Poucas chances de uma vida digna

As conseqüências da exploração comercial de crianças e adolescentes são mais devastadoras do que se imagina. Não ficam restritas às perdas do presente – da infância, do tempo para brincar, do tempo de ir para a escola – acompanham a criança a vida inteira. Ao mesmo tempo, quanto menos idade tem um menino em situação de trabalho infantil urbano ou mendicância, mais comoção provoca. Sentimento que acaba sendo revertido em mais dinheiro de doações e muito mais compras de produtos. O futuro, entretanto, não é assim tão amigável. Quanto mais cedo as crianças começam a trabalhar, menores suas chances de ter uma renda alta quando adultos. O trabalho infantil condena os indivíduos a permanecerem em um circulo vicioso. A vida na rua leva à evasão escolar, à má qualificação profissional, ao baixo rendimento, ao desemprego ou à marginalidade. Tudo somado leva a uma vida de incertezas e dúvidas paralisantes.

Mais de seis anos de trabalho, jornada diária entre quatro e oito horas, empurrando um carro improvisado da sucata de geladeira que leva o produto catado nas ruas. É esse um resumo das vidas de F.S. P. L, 12 anos, e F.C. P. L, 14, residentes na Praia do Futuro.

O salário é incerto, oscila entre R$ 10 a 20,00 diários, dependendo de quantos quilos do lixo coletado é comercializado. E pode ser também “gordura”, a banha da carne bovina que frita acompanha o feijão e arroz de cada dia da família composta por mãe, padrasto e sete filhos.

Longe de ser uma exceção, a história de F.S. e F.C, que já passaram quase metade de suas vidas trabalhando, é a regra para os meninos em situação de exploração comercial. E o pior é que, afirma a auditora fiscal da Delegacia Regional do Trabalho (DRT), Elizabeth Alice Barbosa de Araújo, dificilmente essas crianças conseguirão reverter o estado de miséria em que se encontram.

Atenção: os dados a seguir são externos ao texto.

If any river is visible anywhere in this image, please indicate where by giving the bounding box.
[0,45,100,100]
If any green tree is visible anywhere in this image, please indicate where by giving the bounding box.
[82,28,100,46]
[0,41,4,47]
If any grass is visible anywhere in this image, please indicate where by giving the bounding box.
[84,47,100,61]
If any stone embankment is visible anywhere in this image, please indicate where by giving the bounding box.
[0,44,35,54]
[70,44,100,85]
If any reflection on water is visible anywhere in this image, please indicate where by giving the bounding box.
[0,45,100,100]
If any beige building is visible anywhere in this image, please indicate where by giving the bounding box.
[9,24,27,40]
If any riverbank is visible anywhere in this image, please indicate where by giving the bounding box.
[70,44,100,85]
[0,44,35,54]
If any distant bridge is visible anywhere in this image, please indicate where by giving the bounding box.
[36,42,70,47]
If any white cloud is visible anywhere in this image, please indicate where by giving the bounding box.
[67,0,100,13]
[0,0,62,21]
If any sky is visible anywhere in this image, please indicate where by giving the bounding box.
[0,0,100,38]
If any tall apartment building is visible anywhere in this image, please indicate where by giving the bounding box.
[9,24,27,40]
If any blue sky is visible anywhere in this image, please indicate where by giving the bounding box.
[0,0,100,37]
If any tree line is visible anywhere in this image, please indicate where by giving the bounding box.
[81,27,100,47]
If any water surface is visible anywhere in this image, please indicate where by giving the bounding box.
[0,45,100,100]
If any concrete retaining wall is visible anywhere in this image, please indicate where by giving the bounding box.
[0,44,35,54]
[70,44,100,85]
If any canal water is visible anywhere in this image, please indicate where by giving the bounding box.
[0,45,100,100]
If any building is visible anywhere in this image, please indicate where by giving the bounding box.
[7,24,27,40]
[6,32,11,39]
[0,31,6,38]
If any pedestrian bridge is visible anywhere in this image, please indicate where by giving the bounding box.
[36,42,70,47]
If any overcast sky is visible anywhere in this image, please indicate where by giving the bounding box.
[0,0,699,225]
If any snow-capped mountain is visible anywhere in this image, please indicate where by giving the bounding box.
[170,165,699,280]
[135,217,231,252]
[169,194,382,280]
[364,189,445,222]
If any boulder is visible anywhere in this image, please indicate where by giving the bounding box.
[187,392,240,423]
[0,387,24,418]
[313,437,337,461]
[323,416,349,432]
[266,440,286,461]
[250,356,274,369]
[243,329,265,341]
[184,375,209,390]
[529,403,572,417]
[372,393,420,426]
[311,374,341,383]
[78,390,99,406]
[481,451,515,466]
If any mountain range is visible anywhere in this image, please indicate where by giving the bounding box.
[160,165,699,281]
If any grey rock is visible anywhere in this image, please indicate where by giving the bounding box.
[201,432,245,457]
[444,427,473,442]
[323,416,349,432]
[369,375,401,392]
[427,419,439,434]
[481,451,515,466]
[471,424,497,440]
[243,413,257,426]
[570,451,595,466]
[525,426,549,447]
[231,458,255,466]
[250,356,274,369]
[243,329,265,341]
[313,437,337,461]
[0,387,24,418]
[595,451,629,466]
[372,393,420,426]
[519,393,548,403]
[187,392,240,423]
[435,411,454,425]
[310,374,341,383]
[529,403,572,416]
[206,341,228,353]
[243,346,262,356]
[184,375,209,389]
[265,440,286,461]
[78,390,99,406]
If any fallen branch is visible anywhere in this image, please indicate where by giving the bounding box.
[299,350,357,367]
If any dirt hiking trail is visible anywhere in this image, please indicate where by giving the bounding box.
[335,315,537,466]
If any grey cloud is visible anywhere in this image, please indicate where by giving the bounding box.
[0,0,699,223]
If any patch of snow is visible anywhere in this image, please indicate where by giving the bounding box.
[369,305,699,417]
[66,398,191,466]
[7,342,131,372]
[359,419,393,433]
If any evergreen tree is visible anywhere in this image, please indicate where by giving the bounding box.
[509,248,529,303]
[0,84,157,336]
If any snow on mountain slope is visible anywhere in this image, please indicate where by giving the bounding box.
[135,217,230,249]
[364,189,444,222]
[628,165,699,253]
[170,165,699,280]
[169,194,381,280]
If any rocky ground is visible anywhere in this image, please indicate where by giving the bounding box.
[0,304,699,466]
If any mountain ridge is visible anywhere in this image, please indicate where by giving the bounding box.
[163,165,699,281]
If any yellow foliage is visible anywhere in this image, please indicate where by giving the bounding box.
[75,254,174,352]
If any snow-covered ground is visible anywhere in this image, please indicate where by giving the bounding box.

A análise não é apenas uma visão pessimista da situação. Ela toma como base o trabalho realizado pela DRT e demais entidades envolvidas no combate ao trabalho infantil no Estado e, principalmente, da pesquisa divulgada pela Organização Internacional do Trabalho (OIT), no ano passado.

O estudo mostra que no Brasil, a renda da pessoa está diretamente relacionada à idade e à faixa de início de trabalho. Quanto mais idade a pessoa tem e quanto mais tarde ela começou a trabalhar, maior a renda.

A pesquisa mostra ainda que a pessoa terá entre 35% e 85% a mais de renda se não trabalhou enquanto criança, iniciando o trabalho respectivamente após nove anos e após os 18. Ou seja, quanto mais cedo uma pessoa começa a trabalhar, menor será, em média, sua renda por toda sua vida.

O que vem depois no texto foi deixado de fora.